As The Crow Flies

A mascot worth crowing about

Mike Kelly - Copyright (c) 2007 Omaha World-Herald 02/20/2007

A beloved old crow left Omaha over the weekend, but not before a ceremony that left a few old soldiers in tears.

This crow doesn’t fly. But it has been flown around the world by the Army’s 172nd Transporta­tion Company — Vietnam, Desert Storm and Iraq. The black-and-yellow company mascot — a caricature of a crow — stands 7 feet tall and is made of papier-maché and fiberglass. More important than what the crow is made of is what the soldiers are made of.

“You talk about camaraderie,” said Vietnam veteran John Gass, 65. “After the cere­mony Saturday, officers, sergeants and enlisted guys were all together laughing and talking.
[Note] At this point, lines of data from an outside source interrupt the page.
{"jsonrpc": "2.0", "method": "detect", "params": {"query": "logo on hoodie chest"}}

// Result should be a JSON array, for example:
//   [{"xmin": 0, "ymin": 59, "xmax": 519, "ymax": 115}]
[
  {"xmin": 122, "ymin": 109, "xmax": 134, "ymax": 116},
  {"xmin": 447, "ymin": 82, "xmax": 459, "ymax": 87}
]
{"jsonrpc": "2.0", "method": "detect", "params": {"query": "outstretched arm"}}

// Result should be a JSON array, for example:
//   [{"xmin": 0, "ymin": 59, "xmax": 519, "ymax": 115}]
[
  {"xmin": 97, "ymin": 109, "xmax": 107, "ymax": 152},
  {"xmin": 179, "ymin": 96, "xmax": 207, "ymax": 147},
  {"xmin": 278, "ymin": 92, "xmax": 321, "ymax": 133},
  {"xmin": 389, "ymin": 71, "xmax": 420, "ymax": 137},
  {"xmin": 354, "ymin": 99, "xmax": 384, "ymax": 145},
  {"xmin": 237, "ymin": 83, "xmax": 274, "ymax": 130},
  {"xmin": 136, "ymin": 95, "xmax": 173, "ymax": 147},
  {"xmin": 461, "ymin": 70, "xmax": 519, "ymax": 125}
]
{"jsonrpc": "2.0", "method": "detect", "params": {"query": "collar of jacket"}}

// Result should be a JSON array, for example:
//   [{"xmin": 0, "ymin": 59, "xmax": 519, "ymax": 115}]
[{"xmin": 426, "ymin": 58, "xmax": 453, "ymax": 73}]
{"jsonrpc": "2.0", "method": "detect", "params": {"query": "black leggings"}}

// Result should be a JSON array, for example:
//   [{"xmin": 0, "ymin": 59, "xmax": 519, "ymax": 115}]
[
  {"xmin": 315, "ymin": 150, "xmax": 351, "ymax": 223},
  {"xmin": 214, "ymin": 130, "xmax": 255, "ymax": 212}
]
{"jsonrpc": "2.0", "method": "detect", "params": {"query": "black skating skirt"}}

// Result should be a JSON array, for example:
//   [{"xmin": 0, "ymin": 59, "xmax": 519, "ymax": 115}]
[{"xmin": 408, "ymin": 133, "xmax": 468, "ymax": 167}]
It was really neat.” Gass and Charlie Lee of Omaha were among about 150 Omaha area guys in the unit who served in Vietnam for a year starting on Oct. 12, 1968. They had trained at Fort Lewis, Wash., where one day the crow landed outside the first sergeant’s quarters. Where it came from and how it got there draws chuckles and evasions. Said Lee, 60: “That has always been a closely held secret.”

The crow was shipped to Vietnam, where trucks from the 172nd were decorated with crow logos. When the unit came home, the flight was delayed while the crow was brought on board. “We wouldn’t leave without it,” Lee said. “We said, ‘Load it up.’ No one was going without the crow.”

Over the years it traveled to many summer reserve camps, but then deployed to Saudi Arabia with the 172nd in 1991. Home base is Fort Omaha, where the crow has stayed in the Booker Armory. The bird went to Iraq, but the 172nd was mothballed last fall. The crow is battered and has undergone many repairs. It contains soil and sand from all of its deployments. Veterans worried that the crow might be pitched. But it will go to the Transportation Corps Museum at Fort Eustis, Va. Some of the veterans contributed memorabilia. The crow was loaded on to a truck Saturday for its final trek across country.

Staff Sgt. Eric Welch said about 100 vets attended the farewell ceremony Saturday. The 172nd, he said, was the oldest reserve unit in the Omaha area. “A lot of people from around here have been involved with that unit the past 40 or 50 years,” Welch said. “The unit itself has driven more than 12 million miles in combat zones.”

Charlie Lee — civilians know him as Chuck — is a Westside High graduate who recalls delivering everything from howitzer shells to dried milk in Vietnam. He became a command sergeant major in the reserve. John Gass graduated from the old St. Joseph High and became training supervisor at the Fort Calhoun nuclear plant.

The 172nd traveled around the world, not always as the crow flies. But wherever the unit went, its crow mascot went, too. “We’re a very close-knit unit,” Lee said. “The crow represents a very honorable thing that we did. We’re all proud of what we accomplished.”